Police: la fin de l’@INHESJ et de l’@ONDRP ou le fantastique besoin d’ignorance

L’institut des Hautes Etudes de la Sécurité Intérieure et de la Justice est enfin supprimé. Ouf. La parenthèse ouverte avec la création de l’IHESI en 1989, est enfin refermée. Soulagement.

Se priver de réfléchir sur la police, de l’outil pour ce faire, le risque est là. Equipé de l’ONDRP en son sein, l’INHESJ avait tant bien que mal développé des formations ouvertes aux non policiers (les fameux « faux experts »), aux différents secteurs publics et privés concernés, aux collectivités locales. Cette ouverture avait été prise comme modèle. Le temps de la fermeture est arrivé. Et L’ONDRP avait développé les enquêtes sur les victimes avec l’INSEE, prenant la suite et amplifiant les premières enquêtes nationales conduites par le Cesdip, un laboratoire du CNRS. L’ONDPR avait régulièrement publié les chiffres « officiels » (et toujours eu à coeur de préciser leurs limites maintenant mieux connues), et analysé sous divers angles les enquêtes de victimation. Cette enquête était indépendante des prises de plaintes, trop soumises aux instructions visant à faire baisser la délinquance lorsque le ministre en avait besoin, sans doute cela n’est-il pas jugé très utile en hauts lieux. Les enquêtes de victimation menées avec l’INSEE sont elles aussi supprimées dans leur forme actuelle, alors qu’elles constituaient un des rares points de « l’orientation client » sur lesquels la police française n’était pas en retard en Europe : elles permettaient une meilleure connaissance de la vraie délinquance, elle faisait parler les victimes, elles donnaient aux citoyens l’occasion de dire ce qu’ils pensaient des services de police lorsqu’ils allaient porter plainte.

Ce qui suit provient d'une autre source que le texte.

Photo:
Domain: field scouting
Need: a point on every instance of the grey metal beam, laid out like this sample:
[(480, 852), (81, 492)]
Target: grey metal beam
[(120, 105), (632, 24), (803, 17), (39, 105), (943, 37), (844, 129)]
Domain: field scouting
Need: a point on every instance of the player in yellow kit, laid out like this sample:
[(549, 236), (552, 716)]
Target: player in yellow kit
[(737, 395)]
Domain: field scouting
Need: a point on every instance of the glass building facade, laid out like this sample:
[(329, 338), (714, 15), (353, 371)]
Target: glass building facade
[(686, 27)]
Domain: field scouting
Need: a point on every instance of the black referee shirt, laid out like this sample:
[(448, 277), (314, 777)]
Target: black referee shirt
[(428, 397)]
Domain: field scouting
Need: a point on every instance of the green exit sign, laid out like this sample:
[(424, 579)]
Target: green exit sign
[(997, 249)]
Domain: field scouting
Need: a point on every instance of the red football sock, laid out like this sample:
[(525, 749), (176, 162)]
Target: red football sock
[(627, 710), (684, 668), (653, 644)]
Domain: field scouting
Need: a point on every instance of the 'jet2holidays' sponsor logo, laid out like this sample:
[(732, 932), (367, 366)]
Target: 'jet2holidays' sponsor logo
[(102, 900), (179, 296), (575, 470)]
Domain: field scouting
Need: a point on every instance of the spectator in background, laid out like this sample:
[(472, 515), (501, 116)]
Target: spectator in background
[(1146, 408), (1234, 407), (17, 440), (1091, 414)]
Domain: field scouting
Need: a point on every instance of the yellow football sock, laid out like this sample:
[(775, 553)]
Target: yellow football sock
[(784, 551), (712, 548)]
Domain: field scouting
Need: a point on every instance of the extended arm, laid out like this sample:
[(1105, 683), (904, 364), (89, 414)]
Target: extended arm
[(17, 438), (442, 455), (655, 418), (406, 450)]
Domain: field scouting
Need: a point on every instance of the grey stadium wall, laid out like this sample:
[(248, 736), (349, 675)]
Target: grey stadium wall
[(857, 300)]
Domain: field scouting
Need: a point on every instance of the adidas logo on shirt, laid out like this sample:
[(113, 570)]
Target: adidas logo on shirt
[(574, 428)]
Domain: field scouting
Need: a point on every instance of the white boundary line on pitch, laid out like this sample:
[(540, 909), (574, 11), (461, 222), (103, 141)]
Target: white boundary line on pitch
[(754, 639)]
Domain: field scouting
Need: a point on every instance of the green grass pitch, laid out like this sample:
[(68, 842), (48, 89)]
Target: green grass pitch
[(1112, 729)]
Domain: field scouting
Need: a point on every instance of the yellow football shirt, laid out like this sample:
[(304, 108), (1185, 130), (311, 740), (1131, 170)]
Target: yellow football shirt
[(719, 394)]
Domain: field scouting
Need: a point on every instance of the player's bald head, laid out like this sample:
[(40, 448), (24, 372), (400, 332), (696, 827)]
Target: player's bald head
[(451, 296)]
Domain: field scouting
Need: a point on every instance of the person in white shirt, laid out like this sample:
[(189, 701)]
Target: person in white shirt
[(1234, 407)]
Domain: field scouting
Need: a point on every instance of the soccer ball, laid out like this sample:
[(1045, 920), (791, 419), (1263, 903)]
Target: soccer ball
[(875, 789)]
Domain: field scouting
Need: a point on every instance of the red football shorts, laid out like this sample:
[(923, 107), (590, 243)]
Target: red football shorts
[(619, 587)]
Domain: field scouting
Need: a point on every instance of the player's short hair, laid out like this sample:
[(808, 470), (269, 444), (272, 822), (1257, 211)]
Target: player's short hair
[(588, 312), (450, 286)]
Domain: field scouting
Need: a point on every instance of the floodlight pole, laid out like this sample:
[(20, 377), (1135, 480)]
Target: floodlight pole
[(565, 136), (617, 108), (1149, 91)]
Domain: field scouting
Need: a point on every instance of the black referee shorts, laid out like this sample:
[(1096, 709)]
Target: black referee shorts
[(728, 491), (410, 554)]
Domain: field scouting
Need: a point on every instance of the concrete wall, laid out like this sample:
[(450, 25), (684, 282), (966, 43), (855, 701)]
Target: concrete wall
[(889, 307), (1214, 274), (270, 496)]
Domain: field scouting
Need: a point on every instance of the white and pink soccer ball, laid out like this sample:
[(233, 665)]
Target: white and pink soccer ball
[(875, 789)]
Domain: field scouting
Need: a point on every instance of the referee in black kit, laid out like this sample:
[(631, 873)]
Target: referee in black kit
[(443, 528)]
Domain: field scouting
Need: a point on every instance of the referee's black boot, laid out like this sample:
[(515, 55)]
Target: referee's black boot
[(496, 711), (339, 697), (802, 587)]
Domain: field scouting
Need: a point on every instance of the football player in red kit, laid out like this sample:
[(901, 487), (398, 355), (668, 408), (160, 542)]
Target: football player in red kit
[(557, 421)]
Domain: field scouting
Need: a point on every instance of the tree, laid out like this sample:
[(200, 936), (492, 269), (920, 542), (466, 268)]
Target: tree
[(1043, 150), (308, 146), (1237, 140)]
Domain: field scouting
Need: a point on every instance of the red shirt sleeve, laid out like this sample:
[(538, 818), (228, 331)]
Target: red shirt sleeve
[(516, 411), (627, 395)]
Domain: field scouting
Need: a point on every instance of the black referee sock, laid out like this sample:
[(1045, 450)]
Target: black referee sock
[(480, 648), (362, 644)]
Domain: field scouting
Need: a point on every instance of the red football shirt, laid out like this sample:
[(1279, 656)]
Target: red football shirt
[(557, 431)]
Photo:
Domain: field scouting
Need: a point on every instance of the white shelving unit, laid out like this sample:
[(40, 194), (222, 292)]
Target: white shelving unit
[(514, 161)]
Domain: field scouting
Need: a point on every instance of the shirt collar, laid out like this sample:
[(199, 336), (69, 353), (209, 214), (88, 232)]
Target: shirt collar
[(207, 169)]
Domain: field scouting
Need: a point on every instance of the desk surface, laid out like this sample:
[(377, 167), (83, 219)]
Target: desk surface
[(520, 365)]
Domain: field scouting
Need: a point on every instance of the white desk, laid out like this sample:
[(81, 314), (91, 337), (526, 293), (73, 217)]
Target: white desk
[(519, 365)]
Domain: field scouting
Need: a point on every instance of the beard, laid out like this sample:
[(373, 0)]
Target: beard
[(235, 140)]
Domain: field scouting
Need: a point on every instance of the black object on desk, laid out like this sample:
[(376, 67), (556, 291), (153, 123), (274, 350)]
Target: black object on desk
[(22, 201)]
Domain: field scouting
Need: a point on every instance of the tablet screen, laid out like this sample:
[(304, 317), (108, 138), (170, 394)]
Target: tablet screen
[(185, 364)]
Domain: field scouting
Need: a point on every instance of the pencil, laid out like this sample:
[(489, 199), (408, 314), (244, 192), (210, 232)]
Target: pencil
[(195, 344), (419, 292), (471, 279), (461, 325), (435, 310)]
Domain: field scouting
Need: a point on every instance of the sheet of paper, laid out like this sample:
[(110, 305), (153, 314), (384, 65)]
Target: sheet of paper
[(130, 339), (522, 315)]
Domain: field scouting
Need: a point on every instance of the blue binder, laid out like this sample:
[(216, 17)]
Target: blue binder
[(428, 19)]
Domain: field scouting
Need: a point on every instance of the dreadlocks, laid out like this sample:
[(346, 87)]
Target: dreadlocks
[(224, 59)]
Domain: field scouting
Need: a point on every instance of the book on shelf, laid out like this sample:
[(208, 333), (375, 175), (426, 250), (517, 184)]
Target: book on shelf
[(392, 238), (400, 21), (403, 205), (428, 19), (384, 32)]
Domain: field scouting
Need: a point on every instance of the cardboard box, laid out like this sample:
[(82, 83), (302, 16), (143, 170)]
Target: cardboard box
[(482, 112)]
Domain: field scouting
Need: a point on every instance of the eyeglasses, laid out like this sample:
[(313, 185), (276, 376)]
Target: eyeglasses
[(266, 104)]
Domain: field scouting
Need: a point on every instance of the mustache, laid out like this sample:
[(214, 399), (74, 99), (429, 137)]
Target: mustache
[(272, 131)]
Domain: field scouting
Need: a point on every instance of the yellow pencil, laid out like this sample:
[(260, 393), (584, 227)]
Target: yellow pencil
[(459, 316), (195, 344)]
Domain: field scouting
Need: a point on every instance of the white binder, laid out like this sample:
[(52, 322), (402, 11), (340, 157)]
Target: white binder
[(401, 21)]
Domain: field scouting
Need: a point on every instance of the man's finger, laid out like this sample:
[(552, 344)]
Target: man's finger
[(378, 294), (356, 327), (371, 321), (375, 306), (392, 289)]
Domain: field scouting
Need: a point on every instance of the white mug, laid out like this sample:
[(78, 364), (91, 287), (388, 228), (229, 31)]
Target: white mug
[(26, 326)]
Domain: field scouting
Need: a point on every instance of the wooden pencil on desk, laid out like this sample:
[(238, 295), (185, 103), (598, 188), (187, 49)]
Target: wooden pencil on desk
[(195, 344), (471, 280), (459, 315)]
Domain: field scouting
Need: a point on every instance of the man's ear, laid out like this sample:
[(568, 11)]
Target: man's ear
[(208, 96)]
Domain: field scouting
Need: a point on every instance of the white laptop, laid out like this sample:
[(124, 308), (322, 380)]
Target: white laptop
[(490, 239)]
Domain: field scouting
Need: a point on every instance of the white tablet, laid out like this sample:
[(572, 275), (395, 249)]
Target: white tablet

1989, c’est la date historique d’impulsion de la réflexivité dans la police : l’institut des hautes études de la sécurité intérieure voit le jour, l’IHESI. J-M Erbès en est le directeur. Dominique Monjardet le conseiller scientifique. On ambitionne en haut lieu de permettre aux cadres de la police réfléchir sur leur métier et pas seulement de savoir réagir vite (voir le 25eme anniversaire célébré par M. Valls, il y a quelques années:  https://inhesj.fr/sites/default/files/fichiers_site/inhesj/discours_c_schott_25ans.pdf). Trente ans plus tard, l’heure n’est plus au badinage. Mais pourquoi donc faire réfléchir des cadres de la police à ce qu’ils font ? La page est définitivement refermée. Il est plus simple de créer des faux centres de recherche, sans « leading academic » (personnalité scientifique peut-on traduire en français), sans les sciences sociales, et sans budget de recherche. Window dressing disent les anglais. Formation? Les syndicats de commissaires ne sont-ils pas les mieux placés pour définir la pédagogie ? La société de la connaissance est en marche.

Certes, il y a longtemps que l’INHESJ a été sommé de tourner ses yeux vers d’autres objets que la police, la réflexion pouvant certainement nuire à son bon fonctionnement. Mais, au moins pouvait-on compter sur une certaine forme d’indépendance dans l’analyse de la délinquance et de la criminalité, qui s’était nettement professionnalisée, et étendue. M. Castaner est prêt à mettre tout à plat et à réfléchir en matière de maintien de l’ordre, mais il le fait en sélectionnant ses « vrais experts » inconnus des podiums universitaires, c’est plus prudent. Un nouveau modèle pour le futur ?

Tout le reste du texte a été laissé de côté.